19 Mukaddes Kitap “mücadelemiz etten kemikten insanlarla değil, gökteki kötü ruhlardan oluşan kuvvetlerle, yönetimlerle, otoritelerle, bu karanlığın dünya hükümdarlarıyladır” der (Efesoslular 6:12). Baş düşmanımız İblis Şeytan’dır. Onun amacı Yehova’ya olan imanımızı yıkmaktır. Bizi kandırıp Tanrı’ya hizmet etme kararımızdan saptırmak için kullanabileceği bütün yolları deneyecektir (1. Petrus 5:8). Şeytan’ın sisteminin dış görünüşüne aldanmaktan bizi hangi şey koruyacak? Gözle görülene değil, imana dayanan bir yaşam sürmek. Yehova’nın vaatlerine güvenmek bizi ‘imanımızın enkaza dönmesinden’ koruyacaktır (1. Timoteos 1:19). Öyleyse Yehova’nın nimetler vereceğine tam güvenerek, imana dayanan bir yaşam sürmeye devam etmeye kararlı olalım. Ve yakın gelecekte olacak tüm şeylerden kaçabilmek için dua etmeye devam edelim (Luka 21:36).

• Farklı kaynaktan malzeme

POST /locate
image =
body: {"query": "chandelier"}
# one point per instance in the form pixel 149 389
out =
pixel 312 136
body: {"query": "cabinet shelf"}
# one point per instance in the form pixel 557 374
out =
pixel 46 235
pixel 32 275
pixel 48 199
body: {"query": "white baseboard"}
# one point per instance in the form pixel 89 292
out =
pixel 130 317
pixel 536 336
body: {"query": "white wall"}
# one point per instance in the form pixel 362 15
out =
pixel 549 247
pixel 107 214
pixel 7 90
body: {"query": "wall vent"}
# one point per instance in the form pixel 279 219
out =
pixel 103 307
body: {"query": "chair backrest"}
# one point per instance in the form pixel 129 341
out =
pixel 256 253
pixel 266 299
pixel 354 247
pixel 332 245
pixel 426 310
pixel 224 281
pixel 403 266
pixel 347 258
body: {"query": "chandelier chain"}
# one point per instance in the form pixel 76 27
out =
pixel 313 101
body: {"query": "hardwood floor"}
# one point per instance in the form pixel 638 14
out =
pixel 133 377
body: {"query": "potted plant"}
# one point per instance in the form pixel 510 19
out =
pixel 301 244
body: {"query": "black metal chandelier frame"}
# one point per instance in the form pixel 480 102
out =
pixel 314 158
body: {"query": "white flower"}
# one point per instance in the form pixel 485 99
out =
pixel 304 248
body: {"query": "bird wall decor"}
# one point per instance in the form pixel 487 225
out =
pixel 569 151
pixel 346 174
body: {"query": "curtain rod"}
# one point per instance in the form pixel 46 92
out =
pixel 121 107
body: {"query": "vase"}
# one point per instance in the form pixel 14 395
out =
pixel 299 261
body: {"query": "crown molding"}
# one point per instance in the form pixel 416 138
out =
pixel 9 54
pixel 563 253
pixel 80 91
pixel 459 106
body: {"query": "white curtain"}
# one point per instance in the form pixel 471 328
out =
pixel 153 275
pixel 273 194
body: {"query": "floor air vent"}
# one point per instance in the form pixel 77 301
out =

20 Gözle görülene değil, imana dayanan bir yaşam sürerken mükemmel bir Örneğimiz var. Mukaddes Kitapta “Mesih de, onun izinden gidebilesiniz diye, sizin uğrunuzda acı çekerek size bir örnek bıraktı” deniyor (1. Petrus 2:21). Sonraki makale onunla aynı yolda nasıl yürüyebileceğimizi anlatacak.

Hatırlıyor musunuz?

• Gözle görülene değil, imana dayanan bir yaşam sürmek konusunda Musa ve Esav’ın örneklerinden hangi dersi aldınız?

• Maddecilikten nasıl kaçınılabilir?

• İmana dayanan bir yaşam sürmek sonun çok uzak olduğu görüşünden kaçınmamıza nasıl yardım eder?

• Gözle görülene göre bir yaşam sürmek neden tehlikelidir?

[Sorular]

[Sayfa 17’deki resim]

Musa imana dayanan bir yaşam sürdü

[Sayfa 18’deki resim]

Eğlence sık sık sizi teokratik faaliyetlerden alıkoyuyor mu?

[Sayfa 20’deki resim]

Tanrı’nın Sözüne dikkat etmek sizi nasıl korur?